14 July 2009

Ow.

Ow.

I am bruised. Literally. I was beaten. Literally. I am exhausted and exhilarated and excited. Literally. I am icing my feet.

I don't know if there is a way to effectively describe a theater movement class to someone who has never taken a theater movement class. I don't know if there is a way to effectively describe a Meisner class to someone who has never taken Meisner. So imagine the position I am in trying to put into words a Meisner based movement class. I don't know that it can be done. But I'll try.

We played. We jumped and ran and walked and stopped and squealed and pouted and crawled and spun and fell and grew and shared and touched and built and posed and felt and experienced. Pick an action verb, and we probably did it. Pick an action verb that does not result in injury, and we probably did it. Though I did get clocked in the face during one jumping session. And I spent so much time on my knees, they are all red and don't even really look like knees anymore. The thing is, you put six people in a room and tell them to move around and people will tend to do similar things. It's how we're raised to function in society, going as far back as babies learning social smiling. But in a theater movement class, or on a stage, it's not about doing the same thing as everyone else. It is about participating, but bringing something unique and interesting to the table. If everyone else is standing, find a reason to lie on the floor. If everyone is kneeling quietly, find a reason to skip. Add variety. Truthful variety - it has to come from somewhere and have motivation and purpose - but by changing things even just slightly, the whole picture changes and what was a funeral is now a boat ride down the river that ends with the overthrowing of an evil tyrant. And it all makes sense.

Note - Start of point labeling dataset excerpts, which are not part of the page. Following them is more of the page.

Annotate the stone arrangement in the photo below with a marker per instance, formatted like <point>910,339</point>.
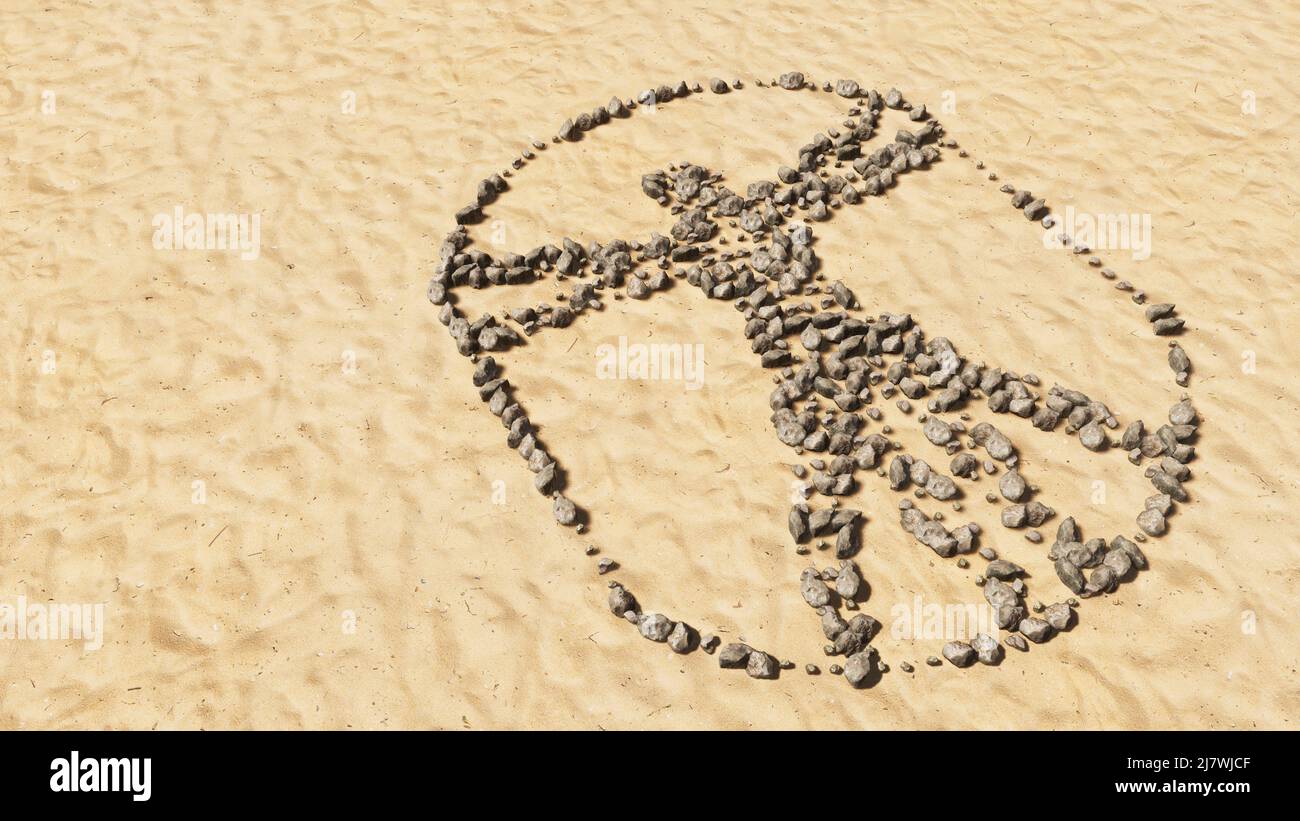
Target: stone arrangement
<point>836,369</point>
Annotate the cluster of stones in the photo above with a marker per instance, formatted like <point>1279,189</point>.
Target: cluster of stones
<point>831,363</point>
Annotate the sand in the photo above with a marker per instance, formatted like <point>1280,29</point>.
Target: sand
<point>346,563</point>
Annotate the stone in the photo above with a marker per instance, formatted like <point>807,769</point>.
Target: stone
<point>987,650</point>
<point>655,626</point>
<point>859,667</point>
<point>679,641</point>
<point>735,655</point>
<point>958,654</point>
<point>1035,629</point>
<point>762,665</point>
<point>1060,616</point>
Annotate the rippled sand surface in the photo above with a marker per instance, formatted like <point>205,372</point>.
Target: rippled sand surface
<point>345,560</point>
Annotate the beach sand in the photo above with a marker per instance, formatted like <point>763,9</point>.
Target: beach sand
<point>277,477</point>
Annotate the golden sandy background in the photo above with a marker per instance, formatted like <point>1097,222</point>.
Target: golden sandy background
<point>367,494</point>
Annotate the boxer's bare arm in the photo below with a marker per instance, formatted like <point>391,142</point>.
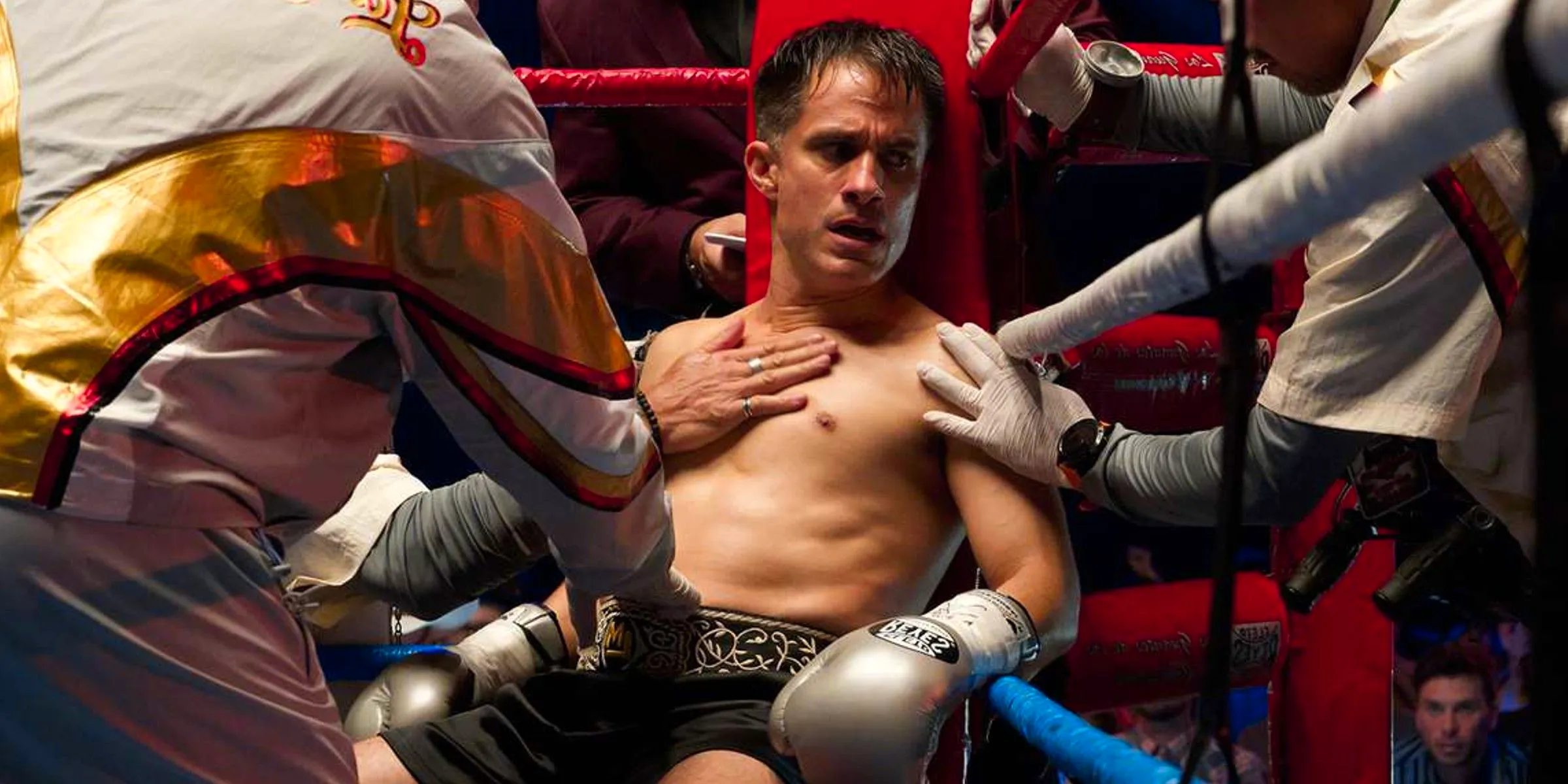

Everything that there was in the Wednesday class existed in this class, too - moments, connections, interactions, introspection - but most of tonight happened without words (as opposed to Wednesday that was mostly words). It really is an interesting combination of classes to be taking together. And maybe it's a good thing that the classes are back to back - maybe my work in the physical class will help me follow my impulses more in the verbal class. Because there is physicality in the verbal, and at the end of the night, there was verbal in the physical. It all comes together to make us live truthfully.

But I think I need to stretch now. I bent and twisted and squatted and ran and jumped so much - and for three hours - that I'm going to be horribly sore tomorrow if I don't. Even more sore than I already am, I mean. Literally, I'm icing my feet. I have a huge bruise and two scrapes on my one foot. My knees don't look like knees. My back hurts. My elbows hurt - I can't figure that one out at all. If nothing else, it's going to be encouragement for me to stay in better shape. I need to keep up with the other kids in class.